What is eating my hibiscus leaves is a question that would have a number of answers such as ants, beetles and even fungi! It also means that you really care about your hibiscus plants, as you are concerned about the holes or paleness of the leaves.

What Is Eating My Hibiscus Leaves

You no longer have to be worried as this article will help you to identify the hibiscus pests that you should watch out for as well as offer you some great homemade products and methods to repel these pests.

What Is Eating Your Hibiscus Leaves?

Common hibiscus pests that you should watch out for are Japanese beetles, spider mites, ants, earwigs, deer, fungi, white flies, gastropods, and grasshoppers. In addition, it could be months, or butterfly caterpillars, as you would identify them from the way the leaf has been eaten.

– Japanese Beetles

These beetles are among the most colorful beetles that you will be seeing. They have shiny and colorful backs, and you just can’t help but look at them, smiling. However, you do not want these beetles near your hibiscus plants as they will spoil the leaves of the plants and destroy the plants’ appearance, especially the green leaves.

These beetles are mostly found on the upper leaves of hibiscus plants, and they will most likely stay on the leaves, particularly in the morning time. These colorful beetles are slow-moving, but they will surely eat the leaves and harm them.

– Hibiscus Sawflies

The hibiscus sawfly lays eggs on the plant, while adult insects do not eat hibiscus leaves, their larvae are very disastrous, and you should watch out for them.

You will spot them on the underside of the leaf and eating the green parts, not the veins. You could easily know it is this bug that is eating your hibiscus leaf as they would be tracing a lace-like shape on the green leaf.

These insects prefer and search for hibiscus plants, so if you have ever seen one on your hibiscus plant before, there is a high chance that they will return. The adults and black and look like flies, while the larvae are slender, green, and have black-colored heads.

– Spider Mites

You do not want spider mites near your hibiscus plants as they can make your plants sick asides from damaging their leaves.

In their large numbers, these mites will suck off nutrients and energy from your hibiscus plants, and your once lovely-looking plant will turn weak and pale. They do not have bite marks on the leaves, so you may not notice them quickly.

You can only spot spider mites if you carefully examine your hibiscus plant’s leaves. in order to inspect them, you must first hold some leaves and then turn them so that you can see their undersides.

If you see red organisms covered in a web-like substance, you can tell that the hibiscus has spider mites. Note that they spread easily, so you want to check other plants in the garden if they have been contaminated as well.

– Ants

Ants visit your hibiscus plants for multiple reasons.
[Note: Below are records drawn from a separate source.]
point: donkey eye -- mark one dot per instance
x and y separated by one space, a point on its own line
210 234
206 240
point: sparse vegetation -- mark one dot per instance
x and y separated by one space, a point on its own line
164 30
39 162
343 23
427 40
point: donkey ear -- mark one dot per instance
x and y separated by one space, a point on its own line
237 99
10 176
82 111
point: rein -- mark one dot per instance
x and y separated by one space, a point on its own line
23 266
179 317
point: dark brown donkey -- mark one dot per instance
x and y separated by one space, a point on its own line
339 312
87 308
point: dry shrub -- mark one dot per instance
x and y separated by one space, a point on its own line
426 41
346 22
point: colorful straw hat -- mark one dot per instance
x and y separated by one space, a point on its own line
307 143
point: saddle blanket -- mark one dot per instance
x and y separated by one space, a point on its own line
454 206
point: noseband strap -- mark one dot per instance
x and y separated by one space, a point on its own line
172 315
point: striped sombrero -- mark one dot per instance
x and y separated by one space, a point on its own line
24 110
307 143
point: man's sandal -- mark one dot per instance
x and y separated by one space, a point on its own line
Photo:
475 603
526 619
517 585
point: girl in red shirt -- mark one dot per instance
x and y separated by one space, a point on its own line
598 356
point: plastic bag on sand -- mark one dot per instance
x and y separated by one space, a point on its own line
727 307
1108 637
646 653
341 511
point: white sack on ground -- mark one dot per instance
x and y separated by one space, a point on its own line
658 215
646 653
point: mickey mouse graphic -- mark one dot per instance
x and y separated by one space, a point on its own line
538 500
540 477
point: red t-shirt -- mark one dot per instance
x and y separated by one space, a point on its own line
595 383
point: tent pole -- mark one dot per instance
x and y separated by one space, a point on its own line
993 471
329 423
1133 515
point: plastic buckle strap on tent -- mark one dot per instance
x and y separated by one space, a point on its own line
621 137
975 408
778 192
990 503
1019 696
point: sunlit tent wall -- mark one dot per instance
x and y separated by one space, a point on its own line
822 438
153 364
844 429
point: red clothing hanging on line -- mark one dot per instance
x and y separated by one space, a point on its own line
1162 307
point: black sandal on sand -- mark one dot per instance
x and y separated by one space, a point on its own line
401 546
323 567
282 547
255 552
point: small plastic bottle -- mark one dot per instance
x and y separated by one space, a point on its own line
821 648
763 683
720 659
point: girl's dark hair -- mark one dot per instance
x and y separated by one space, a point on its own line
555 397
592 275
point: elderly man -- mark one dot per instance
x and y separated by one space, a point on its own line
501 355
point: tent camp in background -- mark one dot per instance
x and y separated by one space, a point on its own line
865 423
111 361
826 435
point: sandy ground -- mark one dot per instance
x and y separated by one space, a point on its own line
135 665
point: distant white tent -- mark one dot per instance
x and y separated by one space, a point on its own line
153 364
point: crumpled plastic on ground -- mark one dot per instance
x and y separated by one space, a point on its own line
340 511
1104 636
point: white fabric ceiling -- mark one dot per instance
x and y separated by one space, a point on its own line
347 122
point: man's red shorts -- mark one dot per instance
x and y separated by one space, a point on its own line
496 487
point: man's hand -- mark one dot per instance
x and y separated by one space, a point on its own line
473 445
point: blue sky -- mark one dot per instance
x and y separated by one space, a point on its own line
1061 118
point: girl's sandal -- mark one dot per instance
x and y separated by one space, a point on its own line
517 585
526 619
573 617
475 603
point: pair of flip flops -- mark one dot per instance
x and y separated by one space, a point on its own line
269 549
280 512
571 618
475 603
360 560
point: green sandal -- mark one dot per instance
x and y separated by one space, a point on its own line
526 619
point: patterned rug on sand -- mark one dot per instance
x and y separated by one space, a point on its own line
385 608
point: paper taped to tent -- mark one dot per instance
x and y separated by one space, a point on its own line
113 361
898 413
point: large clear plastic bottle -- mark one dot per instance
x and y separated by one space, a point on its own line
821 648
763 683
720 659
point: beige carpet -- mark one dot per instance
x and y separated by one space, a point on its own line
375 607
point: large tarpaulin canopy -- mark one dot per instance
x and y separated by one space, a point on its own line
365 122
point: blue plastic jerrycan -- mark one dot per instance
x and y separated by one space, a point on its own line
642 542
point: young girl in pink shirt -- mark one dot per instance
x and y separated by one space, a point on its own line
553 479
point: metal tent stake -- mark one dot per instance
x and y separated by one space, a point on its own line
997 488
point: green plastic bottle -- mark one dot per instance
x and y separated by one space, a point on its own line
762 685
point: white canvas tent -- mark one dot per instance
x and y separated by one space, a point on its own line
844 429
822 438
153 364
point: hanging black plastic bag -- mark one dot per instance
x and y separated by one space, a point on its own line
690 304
Some ants visit the plant to collect the leaves, while others may just be passing by. You do not need to ask “are ants attacking my hibiscus?” anymore as you will surely know that ants are responsible for the loss of your hibiscus leaves as they always form a trail through which you can see where they are going and coming from.

The leaf-cutter ants that collect leaves do not eat the leaves, however, use them to feed a fungus that they are growing in their colony. If such ants live close to your garden, expect them to visit your plants often, and your plant leaves to be eaten.

Pests are Eating the Leaves on My Hibiscus

– Whiteflies

Whiteflies look like little white specks of dust attached to the underside of the hibiscus leaves. The insects eat the leaves by sucking their nutrients, and they even live under the leaves.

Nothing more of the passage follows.